January 26, 2007 / 6.30 P.M.

Christina Ghanbarpour, University of California, Irvine

How has the modern image of traditional Japanese women as obedient,
chaste and domestic come to dominate our understanding of what
constitutes customary female attitudes and behavior? My central thesis
is that, in the half century prior to the end of the Asia-Pacific War,
village women helped shape modern concepts of tradition by abandoning
longstanding rural customs regarding appropriate female behavior and
replacing them with a modernized version of an older, Edo-period ideal.
By tracing the processes by which rural women constructed tradition and
gender roles among themselves and in relation to rural men, I will
address three central concerns in gender studies and the history of
modern Japan: how tradition is constructed, what role rural men and
women played in the modernization of Japan, and how modernity was
incorporated into daily life practices and beliefs.
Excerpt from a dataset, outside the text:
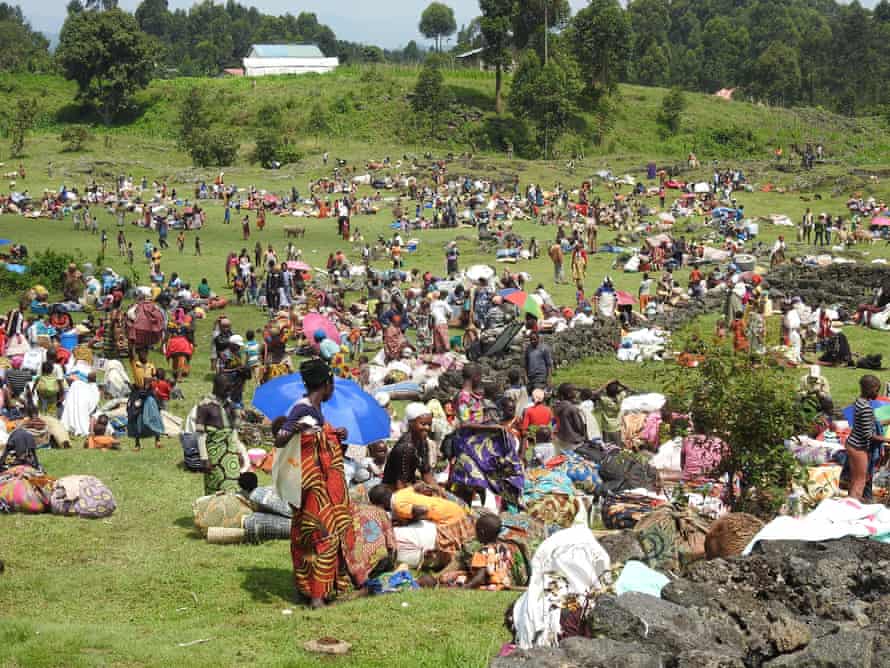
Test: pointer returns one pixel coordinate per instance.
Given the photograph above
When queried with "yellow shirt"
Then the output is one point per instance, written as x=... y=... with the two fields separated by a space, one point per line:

Building on Sharon Sievers’ concept of women as
“vessels of tradition”—the idea that
women physically embody tradition and, thus, both maintain longstanding beliefs and practices and signal change—I intend both to supplement and supplant widely accepted notions regarding rural men’s and women’s roles in the family. I also challenge the generally accepted view that Japanese women progressively gained more rights and freedoms as Western influence in Japan became more pronounced, and that Japanese men had no role nor any interest in household affairs. Rather, I argue that village women had been able to claim some of the rights and freedoms typically associated with women’s liberation within their communities prior to the introduction of these ideas from Western sources, and that, over the course of the half century prior to the end of the Asia-Pacific War, rural men were gradually pushed out of the household. Though I will focus primarily on Japanese village women, I hope to suggest themes and raise questions that will stimulate a broader discussion of the tension between modernization and tradition, and its impact on male and female gender roles.

Christina Ghanbarpour is a doctoral student at the University of California, Irvine. She is currently studying Japanese in Osaka, Japan, through a grant provided by The Japan Foundation.